Accountants without borders

Volume 8 Number 3 March 12 - April 8 2012

A group of university students gets an international treat on a mission to study the vast world of business and accounting. By Louise Bennet.

Whoever said accountancy was dull? You certainly didn’t hear it from any of the students whose recent trip to Europe took them inside the greater world of global accountancy.

In January, 35 students from the University of Melbourne and RMIT took part in the International Accounting Study Program, visiting five countries and 14 host organisations in 23 days.

Newly offered as an elective subject by the University of Melbourne, the program is designed to explore aspects of international business with an experiential learning focus.

From public relations to business strategy and accounting standards, the students were given a rare experience inside some of the most high-profile businesses in the world. Companies such as Nestle, Volkswagen, Sainsburys and Deloitte all took the students under their wings providing tours, talks and demonstrations.

Catherine Rushton, a University of Melbourne undergraduate who has just completed the second year of an accounting degree says whether in boardroom meetings or tours of the Volkswagen factory the students gained real enjoyment from their learning.

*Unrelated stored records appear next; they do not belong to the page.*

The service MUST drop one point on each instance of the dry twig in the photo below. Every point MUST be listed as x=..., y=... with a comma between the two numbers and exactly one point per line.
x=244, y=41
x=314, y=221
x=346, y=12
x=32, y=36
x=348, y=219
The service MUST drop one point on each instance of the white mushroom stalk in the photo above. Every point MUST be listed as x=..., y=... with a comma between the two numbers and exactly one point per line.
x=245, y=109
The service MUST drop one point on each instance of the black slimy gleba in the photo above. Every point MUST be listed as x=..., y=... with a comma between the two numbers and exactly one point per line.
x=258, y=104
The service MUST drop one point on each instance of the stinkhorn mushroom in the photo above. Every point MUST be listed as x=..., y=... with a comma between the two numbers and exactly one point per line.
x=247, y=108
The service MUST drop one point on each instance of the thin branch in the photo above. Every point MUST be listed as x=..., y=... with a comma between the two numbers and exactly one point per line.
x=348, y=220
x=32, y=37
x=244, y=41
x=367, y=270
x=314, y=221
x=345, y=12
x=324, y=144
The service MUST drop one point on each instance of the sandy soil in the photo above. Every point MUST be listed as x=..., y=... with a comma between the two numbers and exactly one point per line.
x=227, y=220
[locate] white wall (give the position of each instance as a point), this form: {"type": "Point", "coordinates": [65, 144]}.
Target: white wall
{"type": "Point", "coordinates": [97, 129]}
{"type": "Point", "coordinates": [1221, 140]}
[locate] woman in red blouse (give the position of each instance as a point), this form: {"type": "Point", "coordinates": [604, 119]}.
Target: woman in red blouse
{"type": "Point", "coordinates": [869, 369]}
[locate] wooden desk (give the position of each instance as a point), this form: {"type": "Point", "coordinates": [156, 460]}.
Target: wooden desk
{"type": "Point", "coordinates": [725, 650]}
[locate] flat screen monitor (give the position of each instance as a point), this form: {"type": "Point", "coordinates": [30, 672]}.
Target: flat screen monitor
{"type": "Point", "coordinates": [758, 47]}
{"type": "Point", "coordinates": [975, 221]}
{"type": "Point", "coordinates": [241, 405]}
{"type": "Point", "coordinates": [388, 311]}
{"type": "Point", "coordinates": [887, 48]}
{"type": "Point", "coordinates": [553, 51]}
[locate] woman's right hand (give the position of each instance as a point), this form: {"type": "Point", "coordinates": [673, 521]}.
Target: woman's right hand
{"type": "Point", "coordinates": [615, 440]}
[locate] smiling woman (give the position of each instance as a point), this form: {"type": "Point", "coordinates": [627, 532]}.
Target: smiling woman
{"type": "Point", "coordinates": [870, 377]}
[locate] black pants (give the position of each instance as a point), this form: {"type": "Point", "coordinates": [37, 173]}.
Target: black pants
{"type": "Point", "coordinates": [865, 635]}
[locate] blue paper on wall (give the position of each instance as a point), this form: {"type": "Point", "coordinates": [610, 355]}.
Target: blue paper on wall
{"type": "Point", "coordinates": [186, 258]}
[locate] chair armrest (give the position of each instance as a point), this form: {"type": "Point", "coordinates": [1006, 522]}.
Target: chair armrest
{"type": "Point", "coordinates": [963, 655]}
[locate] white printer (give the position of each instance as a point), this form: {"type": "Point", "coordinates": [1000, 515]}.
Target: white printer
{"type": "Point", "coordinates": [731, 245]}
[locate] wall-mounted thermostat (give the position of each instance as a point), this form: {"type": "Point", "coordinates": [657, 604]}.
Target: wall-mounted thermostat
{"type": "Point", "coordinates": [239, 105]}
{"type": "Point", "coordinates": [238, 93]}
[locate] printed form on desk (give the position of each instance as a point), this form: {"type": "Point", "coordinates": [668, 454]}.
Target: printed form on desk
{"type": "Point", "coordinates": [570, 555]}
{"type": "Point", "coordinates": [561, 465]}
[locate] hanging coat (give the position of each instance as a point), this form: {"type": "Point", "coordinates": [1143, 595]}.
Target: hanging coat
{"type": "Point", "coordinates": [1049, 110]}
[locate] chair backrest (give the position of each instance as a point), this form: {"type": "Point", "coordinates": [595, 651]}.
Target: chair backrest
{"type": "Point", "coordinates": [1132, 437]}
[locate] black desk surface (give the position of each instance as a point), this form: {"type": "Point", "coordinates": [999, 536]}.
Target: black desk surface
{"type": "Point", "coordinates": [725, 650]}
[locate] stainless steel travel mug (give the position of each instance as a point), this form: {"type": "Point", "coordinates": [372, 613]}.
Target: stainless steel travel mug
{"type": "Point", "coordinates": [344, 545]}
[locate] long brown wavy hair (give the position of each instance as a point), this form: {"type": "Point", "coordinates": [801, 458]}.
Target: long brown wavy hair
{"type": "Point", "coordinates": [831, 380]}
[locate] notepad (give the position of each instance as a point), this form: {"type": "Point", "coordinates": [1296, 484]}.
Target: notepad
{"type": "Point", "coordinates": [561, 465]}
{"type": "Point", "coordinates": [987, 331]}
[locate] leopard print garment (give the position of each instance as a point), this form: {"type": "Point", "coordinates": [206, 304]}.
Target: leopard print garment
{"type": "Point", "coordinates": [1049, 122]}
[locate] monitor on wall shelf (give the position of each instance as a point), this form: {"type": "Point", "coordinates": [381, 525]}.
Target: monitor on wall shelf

“It was just amazing,” she says. “In London, Sainsbury’s was really memorable and we had people get up and do cooking demonstrations for us ... we had a lot of fun with that one.”

The students were permitted to attend International Accounting Standards Board (IASB) meetings in London and Paris, as part of a visit to the NYSE – Euronext visit (New York Stock Exchange), they were invited to open the day’s trading with the famous ‘ringing of the bell’.

“We weren’t really expecting it,” Catherine says. “We sort of snuck into the room and thought: Ooo, bell! Are we supposed to be doing this? Oh my gosh, we feel so sneaky!” But to their surprise and honour they became part of a live television broadcast and a tradition experienced by a privileged few.

But the trip is much more than ringing bells and cooking demonstrations as Warren McKeown, subject co-ordinator and Teaching Fellow in the Accounting Department of the Faculty of Business and Economics, explains.

“The program aims to provide future professionals an insight into a world that many of us take for granted, despite its increasing significance and influence on our lives,” he says. “The Global Financial Crisis has brought the world of finance under scrutiny and global accountancy is a fundamental cog in that wheel. With pressure being put on the US to adopt international accounting standards, the future of accountancy plays a big role in the global economy.

“We can tell them that here in the classroom but to actually go and hear it from the Chief Financial Officer at Tesco and to hear comments from Deloitte in Zurich … you get a different dimension of understanding of the way it’s being seen by businesses internationally. It’s making the world a smaller place.”

But all business and study aside, for some of the students it was their first trip overseas and none of the students had previously been to Europe.

For Catherine, Warsaw was a highlight. “It was the first place that it snowed. It was really exciting because a few people hadn’t actually seen snow before”.

She loved the unexpected spectacle of spending Chinese New Year in Paris and seeing live West End shows in London, but for the most part the trip opened up a world of possibilities.

“You can really do anything” she says, “It broadens your horizons about where you can go and what you can actually achieve, which I hadn’t thought of before.”